Having women at senior leadership levels also helps with employee engagement, hiring and staff retention, as well as increasing innovation and performance, Kristy said.

“Studies show that organisations with more women at leadership levels file more patents. And organisations with more women in leadership levels have higher return in investment (ROI). So there's lots of reasons to do this.”

Finally, Kristy has some advice to emerging leaders in payments. Firstly, be the CEO of your own career. You can’t sit back and hope someone notices your good work and promotes you, she said.

“It took me a long time to realise that's not the reality. Take your own career development into your own hands,” Kristy says.

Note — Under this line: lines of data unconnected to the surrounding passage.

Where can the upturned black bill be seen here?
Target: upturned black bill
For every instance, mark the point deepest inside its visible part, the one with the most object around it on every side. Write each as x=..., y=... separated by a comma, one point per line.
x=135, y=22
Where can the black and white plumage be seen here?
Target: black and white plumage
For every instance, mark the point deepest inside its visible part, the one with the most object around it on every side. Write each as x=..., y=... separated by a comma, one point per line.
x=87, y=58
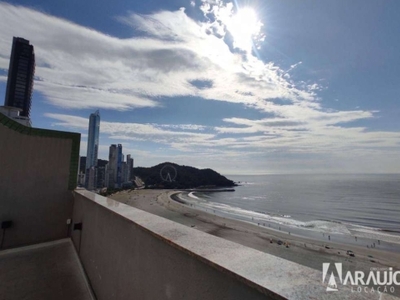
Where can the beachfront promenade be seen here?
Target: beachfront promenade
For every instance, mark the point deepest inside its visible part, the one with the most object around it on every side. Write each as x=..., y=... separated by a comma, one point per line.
x=58, y=242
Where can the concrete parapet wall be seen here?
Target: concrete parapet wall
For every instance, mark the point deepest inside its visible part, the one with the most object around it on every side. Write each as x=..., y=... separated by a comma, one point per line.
x=131, y=254
x=36, y=178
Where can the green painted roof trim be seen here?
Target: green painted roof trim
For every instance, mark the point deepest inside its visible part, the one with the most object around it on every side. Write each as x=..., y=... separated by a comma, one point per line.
x=75, y=137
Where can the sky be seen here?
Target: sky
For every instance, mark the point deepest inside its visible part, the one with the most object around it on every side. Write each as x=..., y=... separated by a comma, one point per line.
x=242, y=87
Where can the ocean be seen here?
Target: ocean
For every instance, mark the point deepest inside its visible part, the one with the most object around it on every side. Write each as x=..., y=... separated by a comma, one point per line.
x=354, y=209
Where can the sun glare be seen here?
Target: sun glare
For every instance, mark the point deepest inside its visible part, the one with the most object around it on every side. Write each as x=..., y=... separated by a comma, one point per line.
x=244, y=27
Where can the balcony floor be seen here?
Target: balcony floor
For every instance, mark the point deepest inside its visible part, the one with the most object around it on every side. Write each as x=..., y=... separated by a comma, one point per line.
x=43, y=271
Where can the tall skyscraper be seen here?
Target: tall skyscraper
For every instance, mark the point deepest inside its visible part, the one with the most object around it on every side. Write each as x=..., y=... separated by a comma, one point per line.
x=20, y=76
x=92, y=148
x=129, y=161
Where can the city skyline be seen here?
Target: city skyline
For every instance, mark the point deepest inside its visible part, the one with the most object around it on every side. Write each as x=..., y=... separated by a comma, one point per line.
x=244, y=88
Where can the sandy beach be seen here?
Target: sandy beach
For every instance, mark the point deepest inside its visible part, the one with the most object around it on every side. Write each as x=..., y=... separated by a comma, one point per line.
x=307, y=252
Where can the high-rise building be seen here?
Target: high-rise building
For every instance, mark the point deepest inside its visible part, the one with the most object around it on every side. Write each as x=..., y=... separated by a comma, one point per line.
x=92, y=147
x=129, y=161
x=20, y=76
x=116, y=170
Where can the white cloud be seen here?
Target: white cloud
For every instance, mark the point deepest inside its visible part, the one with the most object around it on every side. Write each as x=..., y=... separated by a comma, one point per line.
x=78, y=67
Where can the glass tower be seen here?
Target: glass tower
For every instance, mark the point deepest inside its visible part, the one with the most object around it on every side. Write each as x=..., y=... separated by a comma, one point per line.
x=20, y=76
x=92, y=146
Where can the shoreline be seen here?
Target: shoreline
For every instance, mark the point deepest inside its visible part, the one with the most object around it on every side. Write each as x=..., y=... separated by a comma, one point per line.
x=304, y=251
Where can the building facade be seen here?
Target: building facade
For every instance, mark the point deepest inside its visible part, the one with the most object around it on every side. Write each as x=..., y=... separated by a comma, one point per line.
x=92, y=148
x=20, y=76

Secondly, work to build your network because young woman can find opportunities through their networks and help others find opportunities too. And the final piece of advice is to manage your reputation.

“A reputation can take years to build and seconds to destroy. And by having a good reputation, it all dovetails into making your own luck and opening up doors for you and your career.”

Jackie Kallman is Head of Payments Industry & Engagement at ANZ

The views and opinions expressed in this communication are those of the author and may not necessarily state or reflect those of ANZ.